August CPI came in "hot" as Core CPI came in at +0.30% versus Wall Street expectations for +0.20% and above our +0.16% to +0.18% estimate. The details, however, are better than the surface-level readings.
* The details for August CPI are actually better. The +0.10% MoM is entirely due to two categories:
-- Motor Vehicle insurance surged +2.4% (29% annualized) adding +0.08% to Core
-- Airline fares exploded +4.89% (59% annualized) adding +0.03% to Core
-- combined, these two added +0.11% to Core, or the entire upside surprise
* Vehicle insurance is simply catching up to the surge in auto prices over past few years (replacement cost, etc.) and one wonders, do further hikes slow this?

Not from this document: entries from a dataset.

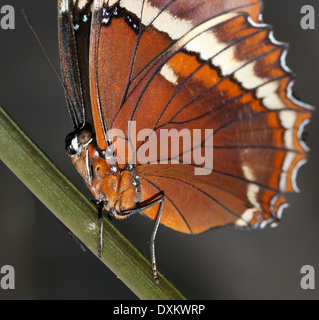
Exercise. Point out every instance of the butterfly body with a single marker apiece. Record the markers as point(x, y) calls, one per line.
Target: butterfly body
point(118, 189)
point(183, 65)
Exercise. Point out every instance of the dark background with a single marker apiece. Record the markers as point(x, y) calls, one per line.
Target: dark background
point(220, 264)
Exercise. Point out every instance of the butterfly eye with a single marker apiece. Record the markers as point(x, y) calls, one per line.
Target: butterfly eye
point(84, 136)
point(71, 143)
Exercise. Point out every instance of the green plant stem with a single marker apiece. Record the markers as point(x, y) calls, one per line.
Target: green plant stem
point(78, 213)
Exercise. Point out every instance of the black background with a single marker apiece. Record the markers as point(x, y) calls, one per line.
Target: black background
point(221, 264)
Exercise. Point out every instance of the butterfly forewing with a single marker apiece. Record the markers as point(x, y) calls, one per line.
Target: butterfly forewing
point(177, 64)
point(74, 21)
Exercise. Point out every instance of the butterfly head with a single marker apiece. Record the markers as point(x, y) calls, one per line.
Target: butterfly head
point(77, 140)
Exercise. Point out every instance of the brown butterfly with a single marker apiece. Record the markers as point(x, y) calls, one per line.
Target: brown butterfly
point(174, 65)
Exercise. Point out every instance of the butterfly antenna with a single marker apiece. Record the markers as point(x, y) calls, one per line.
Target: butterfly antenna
point(42, 47)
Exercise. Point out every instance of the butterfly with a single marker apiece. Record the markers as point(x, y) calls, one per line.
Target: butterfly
point(180, 66)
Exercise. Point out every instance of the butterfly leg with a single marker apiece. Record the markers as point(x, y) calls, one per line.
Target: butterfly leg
point(153, 235)
point(152, 242)
point(100, 217)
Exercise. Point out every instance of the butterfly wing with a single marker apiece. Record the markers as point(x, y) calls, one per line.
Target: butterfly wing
point(74, 22)
point(200, 65)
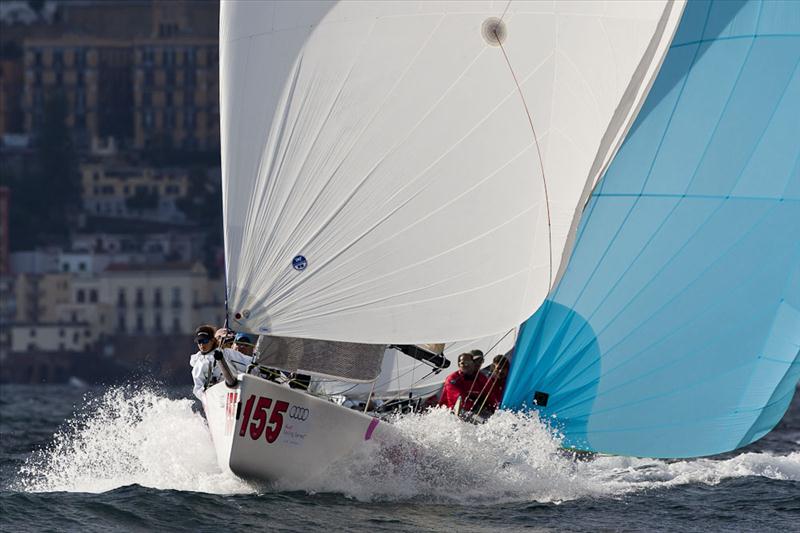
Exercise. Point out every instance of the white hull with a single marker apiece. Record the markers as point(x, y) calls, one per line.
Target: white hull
point(265, 431)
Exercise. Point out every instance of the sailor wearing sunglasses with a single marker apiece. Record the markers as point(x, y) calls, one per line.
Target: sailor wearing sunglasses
point(205, 371)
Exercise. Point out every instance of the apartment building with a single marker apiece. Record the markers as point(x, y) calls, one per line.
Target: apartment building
point(93, 77)
point(133, 192)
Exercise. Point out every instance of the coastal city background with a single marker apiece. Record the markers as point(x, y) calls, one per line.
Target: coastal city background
point(110, 201)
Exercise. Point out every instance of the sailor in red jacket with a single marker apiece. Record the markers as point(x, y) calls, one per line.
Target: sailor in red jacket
point(467, 383)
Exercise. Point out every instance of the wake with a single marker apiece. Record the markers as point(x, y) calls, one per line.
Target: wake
point(139, 436)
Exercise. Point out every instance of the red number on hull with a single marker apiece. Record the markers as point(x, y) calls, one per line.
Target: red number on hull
point(272, 428)
point(260, 418)
point(276, 418)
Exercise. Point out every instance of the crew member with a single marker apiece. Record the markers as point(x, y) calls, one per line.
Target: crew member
point(466, 383)
point(205, 371)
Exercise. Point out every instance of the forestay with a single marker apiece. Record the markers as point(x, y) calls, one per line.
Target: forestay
point(675, 329)
point(383, 163)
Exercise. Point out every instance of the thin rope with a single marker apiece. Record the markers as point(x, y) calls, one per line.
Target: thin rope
point(539, 153)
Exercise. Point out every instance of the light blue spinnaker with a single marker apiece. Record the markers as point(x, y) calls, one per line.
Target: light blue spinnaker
point(675, 330)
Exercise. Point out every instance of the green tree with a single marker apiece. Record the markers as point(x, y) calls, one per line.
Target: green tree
point(45, 192)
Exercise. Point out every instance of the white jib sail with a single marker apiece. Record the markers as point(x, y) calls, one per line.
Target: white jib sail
point(385, 164)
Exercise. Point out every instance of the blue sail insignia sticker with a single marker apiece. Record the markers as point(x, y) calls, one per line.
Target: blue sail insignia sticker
point(299, 262)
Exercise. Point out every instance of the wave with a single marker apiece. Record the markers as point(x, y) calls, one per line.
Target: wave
point(133, 436)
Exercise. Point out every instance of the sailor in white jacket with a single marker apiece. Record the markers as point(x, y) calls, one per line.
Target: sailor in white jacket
point(205, 371)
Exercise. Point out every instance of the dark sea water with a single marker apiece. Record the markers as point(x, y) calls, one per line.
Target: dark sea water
point(139, 459)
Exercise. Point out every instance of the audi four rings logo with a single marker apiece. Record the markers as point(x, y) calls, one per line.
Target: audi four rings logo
point(299, 413)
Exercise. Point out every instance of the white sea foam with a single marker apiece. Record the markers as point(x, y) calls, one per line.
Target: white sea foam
point(141, 437)
point(130, 437)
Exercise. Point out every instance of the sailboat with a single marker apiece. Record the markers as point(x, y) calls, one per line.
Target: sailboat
point(403, 173)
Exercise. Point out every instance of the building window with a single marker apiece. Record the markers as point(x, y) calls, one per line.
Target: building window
point(176, 296)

Not really.
* Airline fares exploding higher is not congruent with the significant guidance cuts by American Airlines (AAL) and Spirit Airlines (SAVE) . To me, this rise in airlines is somewhat one-time.
These two items also drove the "super core" (aka Core Services ex-shelter) to +0.53% MoM.
-- Motor Vehicle insurance +0.28%
-- Public transportation +0.12%
-- Total +0.40% of the +0.53%
* Does the Fed want to hike further to contain these two items?
* The Fed fund futures pushed hikes into November.
-- September odds now 2.3% -4.50%
-- November odds now 39.3% +4.10%
So the hikes are pushed into November.
* That speaks to it all. There is not enough here to drive a September hike.
* In fact, look at other key market metrics:
-- US 10-yr yields 4.278% ~no change
-- VIX 13.64 -0.59 down
-- Oil flat $89
* So, there is not a whole lot of change in reaction to the CPI report.
BOTTOM LINE: Stocks are sort of stuck now given upcoming tape bombs and FOMC.
The message from the CPI report is that overall inflation is tracking lower but these one-time items highlight that progress is not linear. And there could be some difficulties with seasonal adjustments. Equities are potentially stuck until the FOMC rate decision meeting next week (9/20):
* August PPI is released Thursday at 8:30am ET and this is probably not a positive surprise.
* Thursday evening, 9/14 at near midnight, the UAW is expected to go on strike.
* Investors will probably see how markets react Friday before moving forward.
* Friday is U Mich consumer confidence 1-yr inflation mid-month.
* Next week, Manheim is Tuesday 9/19 <- should be good.
* FOMC rate decision Wed 9/20.
So, there is plenty of fodder ahead for bulls and bears. Equities are flat to slightly up. This is consistent with what we have seen in prior CPI "misses."